It is about big data versus conventional database
I recently ended a hackathon www.spaceapps.cl and my project was simple: crawled information about the weather and process it visually. The system worked. This hackathon lasted 2 days so everything was rushed.
I didn't win it but I am not mad
However, a jury lost her arms :-)
Technically, it is illegal to crawl a site so I can't share the library that I use and it is a shame, it works really well.
->enterLevel('<A HREF="http://www.nws.noaa.gov/dm-cgi-bin/nsd_lookup.pl?station=','"',false,false) ->if() ->set('myid','@_value@') ->showmessage('@myid@') ->object('myrow','stationid','@_value@','add') ->else() ->showmessage('exit') ->break() ->endif() ->exitLevel()
It is part of the code.
I love the use of the database. Databases are ideal for data analysis.
However, I tried to insert a lot of information into the database and it was impossible to do it in a timely manner. It took around 3 hours to store 5% of the whole information (and this hackathon lasted 48 hours).
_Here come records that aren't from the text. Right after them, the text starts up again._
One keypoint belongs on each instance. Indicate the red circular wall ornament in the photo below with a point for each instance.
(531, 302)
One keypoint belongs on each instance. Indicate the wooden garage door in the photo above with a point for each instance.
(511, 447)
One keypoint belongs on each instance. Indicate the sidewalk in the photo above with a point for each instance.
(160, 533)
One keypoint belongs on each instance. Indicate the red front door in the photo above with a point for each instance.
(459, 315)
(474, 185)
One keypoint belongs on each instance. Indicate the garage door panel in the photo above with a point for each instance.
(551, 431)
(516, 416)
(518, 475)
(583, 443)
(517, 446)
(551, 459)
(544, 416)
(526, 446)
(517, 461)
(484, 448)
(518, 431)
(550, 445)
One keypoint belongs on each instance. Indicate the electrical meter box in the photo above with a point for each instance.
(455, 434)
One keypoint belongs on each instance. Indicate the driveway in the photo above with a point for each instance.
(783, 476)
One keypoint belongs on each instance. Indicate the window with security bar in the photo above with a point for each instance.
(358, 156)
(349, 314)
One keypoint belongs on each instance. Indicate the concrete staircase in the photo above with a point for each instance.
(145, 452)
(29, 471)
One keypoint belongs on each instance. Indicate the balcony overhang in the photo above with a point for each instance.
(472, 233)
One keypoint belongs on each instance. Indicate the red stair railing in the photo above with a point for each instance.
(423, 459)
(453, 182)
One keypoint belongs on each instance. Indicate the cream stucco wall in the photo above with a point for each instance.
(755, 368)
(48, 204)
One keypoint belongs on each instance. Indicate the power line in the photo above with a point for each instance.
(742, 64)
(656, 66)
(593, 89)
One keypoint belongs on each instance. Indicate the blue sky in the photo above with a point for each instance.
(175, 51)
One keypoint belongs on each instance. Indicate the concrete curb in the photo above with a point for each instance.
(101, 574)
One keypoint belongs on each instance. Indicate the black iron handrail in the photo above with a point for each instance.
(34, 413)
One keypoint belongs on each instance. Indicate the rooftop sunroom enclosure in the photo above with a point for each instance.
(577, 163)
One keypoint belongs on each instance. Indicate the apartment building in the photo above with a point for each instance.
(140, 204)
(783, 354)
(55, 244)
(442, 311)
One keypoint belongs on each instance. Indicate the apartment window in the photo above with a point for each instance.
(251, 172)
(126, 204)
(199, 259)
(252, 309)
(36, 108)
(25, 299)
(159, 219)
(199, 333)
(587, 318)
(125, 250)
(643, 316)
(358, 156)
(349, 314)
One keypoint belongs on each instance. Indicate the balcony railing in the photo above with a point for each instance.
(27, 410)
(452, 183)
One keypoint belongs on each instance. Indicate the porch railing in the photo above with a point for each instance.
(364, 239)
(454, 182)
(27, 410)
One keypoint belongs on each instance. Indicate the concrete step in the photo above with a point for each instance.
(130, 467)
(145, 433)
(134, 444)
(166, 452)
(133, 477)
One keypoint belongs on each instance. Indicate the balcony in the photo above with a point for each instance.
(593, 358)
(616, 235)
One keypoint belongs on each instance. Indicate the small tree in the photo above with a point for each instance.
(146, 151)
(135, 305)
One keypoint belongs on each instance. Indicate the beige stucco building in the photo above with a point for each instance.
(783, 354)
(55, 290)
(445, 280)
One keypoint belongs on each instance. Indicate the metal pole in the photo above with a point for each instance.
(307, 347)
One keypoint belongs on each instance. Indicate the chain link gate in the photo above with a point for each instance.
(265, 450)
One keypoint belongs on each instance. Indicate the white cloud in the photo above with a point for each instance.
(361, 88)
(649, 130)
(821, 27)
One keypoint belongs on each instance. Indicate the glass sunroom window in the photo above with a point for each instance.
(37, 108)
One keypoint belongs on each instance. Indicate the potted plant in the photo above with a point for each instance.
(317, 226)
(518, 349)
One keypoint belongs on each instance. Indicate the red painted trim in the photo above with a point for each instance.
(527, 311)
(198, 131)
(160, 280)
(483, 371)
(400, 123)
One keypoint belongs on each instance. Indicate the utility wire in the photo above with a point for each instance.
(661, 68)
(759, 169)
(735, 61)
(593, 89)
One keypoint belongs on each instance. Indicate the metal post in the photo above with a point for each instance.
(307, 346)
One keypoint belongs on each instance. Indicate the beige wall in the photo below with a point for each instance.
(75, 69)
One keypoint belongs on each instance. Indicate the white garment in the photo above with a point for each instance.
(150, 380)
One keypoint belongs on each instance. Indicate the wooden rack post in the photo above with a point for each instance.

So, I decided to change strategy: FILE SYSTEM and surprise
It did the job in 5 minutes.
Why? It's simple. Every time we insert a value into a database, the database does a lot of jobs, updating the index, adding values to the redo-log, reserving space into the tablespace and inserting the value. Rinse and repeat x 1 million times. Even if we don't use an index, the work is huge. Instead, the file system is simple, it stores the information as-is (and once). The only bottleneck is the hard disk.
I could have done with MongoDB but (for this job), the file system is way faster even to MongoDB. Also, MongoDB adds a new level of complexity.
Finally, I compressed all the information and I store a consolidated into the database and the system works decently.